Вид этот неизменно доставлял бледному молодому человеку удовольствие. Взгляд его не без коварства прошелся по этой картине.
Но вот он отвернулся от окна — новая мысль явилась ему. Вытянув руки и прихлопнув ладонями о пол, он перевернулся вниз головой и, приподняв одну бровь, прошелся по полу на руках. Мысль состояла в том, чтобы нанести краткий визит Двойняшкам. Он давно уже не был у них. Далеко за кровлями на глаза ему попалась окраина тех пустынных мест, где арочный проход вел из некоего забытого коридора в серый мир голых комнат, в одной из которых сидели в заточении их светлости Кора и Кларис. Их присутствие там, как и присутствие их скудных пожитков, никак не сказывалось на общем ощущении запустелости. Напротив, сестры, казалось, лишь делали пустоту этих уединенных мест более полной.

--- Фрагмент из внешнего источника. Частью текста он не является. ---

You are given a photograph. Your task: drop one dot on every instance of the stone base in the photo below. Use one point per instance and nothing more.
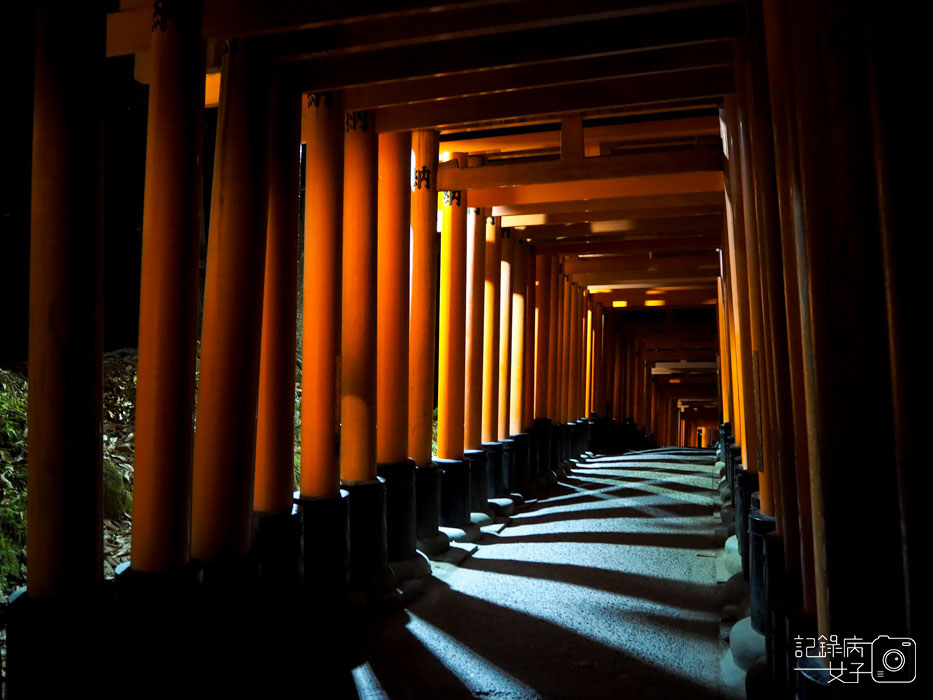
(482, 519)
(467, 533)
(502, 506)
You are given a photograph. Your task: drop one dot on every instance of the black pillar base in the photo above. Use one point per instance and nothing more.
(508, 466)
(495, 485)
(543, 430)
(455, 492)
(479, 480)
(520, 454)
(277, 547)
(326, 542)
(369, 556)
(55, 646)
(759, 525)
(746, 483)
(532, 472)
(401, 529)
(431, 540)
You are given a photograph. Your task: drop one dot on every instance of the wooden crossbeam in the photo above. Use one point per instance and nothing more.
(592, 135)
(617, 207)
(452, 177)
(630, 246)
(552, 72)
(568, 40)
(610, 264)
(636, 186)
(605, 93)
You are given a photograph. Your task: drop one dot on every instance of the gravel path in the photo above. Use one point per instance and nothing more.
(604, 589)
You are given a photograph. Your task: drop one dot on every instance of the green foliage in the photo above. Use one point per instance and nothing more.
(12, 481)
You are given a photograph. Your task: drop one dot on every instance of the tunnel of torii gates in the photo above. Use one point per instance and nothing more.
(611, 233)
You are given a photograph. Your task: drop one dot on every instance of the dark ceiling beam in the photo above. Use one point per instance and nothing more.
(635, 186)
(701, 262)
(452, 177)
(621, 207)
(649, 61)
(605, 93)
(587, 38)
(636, 246)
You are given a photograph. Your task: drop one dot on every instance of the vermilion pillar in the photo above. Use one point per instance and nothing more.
(528, 388)
(225, 441)
(476, 276)
(275, 431)
(63, 524)
(491, 332)
(322, 129)
(505, 334)
(394, 226)
(517, 350)
(423, 297)
(168, 302)
(553, 369)
(542, 332)
(368, 543)
(358, 299)
(452, 330)
(392, 300)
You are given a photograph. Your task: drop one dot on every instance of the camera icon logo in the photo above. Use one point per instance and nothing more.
(893, 659)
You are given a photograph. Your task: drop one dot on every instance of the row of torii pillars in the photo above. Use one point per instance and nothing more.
(518, 342)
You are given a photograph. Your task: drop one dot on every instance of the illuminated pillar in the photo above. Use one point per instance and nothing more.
(168, 303)
(225, 440)
(455, 475)
(505, 334)
(394, 232)
(276, 530)
(491, 364)
(422, 325)
(517, 370)
(325, 506)
(368, 545)
(475, 319)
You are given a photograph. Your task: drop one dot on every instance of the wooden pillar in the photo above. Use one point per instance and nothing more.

Поход туда отнял бы у Стирпайка без малого час, но беспокойство томило его, и мысль навестить сестер показалась ему привлекательной. Присогнув руки в локтях, — он все еще разгуливал по комнате вверх ногами, — Стирпайк резко оттолкнулся от пола и, точно акробат, в один мах встал на ноги.
Через несколько мгновений Стирпайк, скрупулезно заперев комнату, отправился в путь. Шел он быстро, чуть приподняв и выдвинув вперед плечи в присущей только ему постановке тела, придававшей каждому его движению вид и целеустремленный, и злоумышляющий.
Кратчайшие пути, которые он выбирал в лабиринтовой паутине проходов замка, приводили его в странные места. В одних над ним громоздились отвесные, безоконные стены. В других голые, мощеные кирпичом или камнем просторы расстилались вокруг — огромные, пыльные пустоши, где сквозь щели брусчатки пробивались разнообразные сорные травы.
Споро перемещаясь из одного места в другое, из мира бессолнечных коридоров в панораму развалин, которыми непререкаемо правили крысы, из развалин — в странные области, где пути были почти вглухую забиты подростом, а резные фасады холодил аквамариновый плющ, — Стирпайк ликовал. Все пробуждало в нем ликование. То обстоятельство, что только ему одному и хватило предприимчивости, чтобы обследовать эту глушь. Его неугомонность, и сметливость, и страстная тяга взять в свои руки бразды, деспотические или иные, верховной власти.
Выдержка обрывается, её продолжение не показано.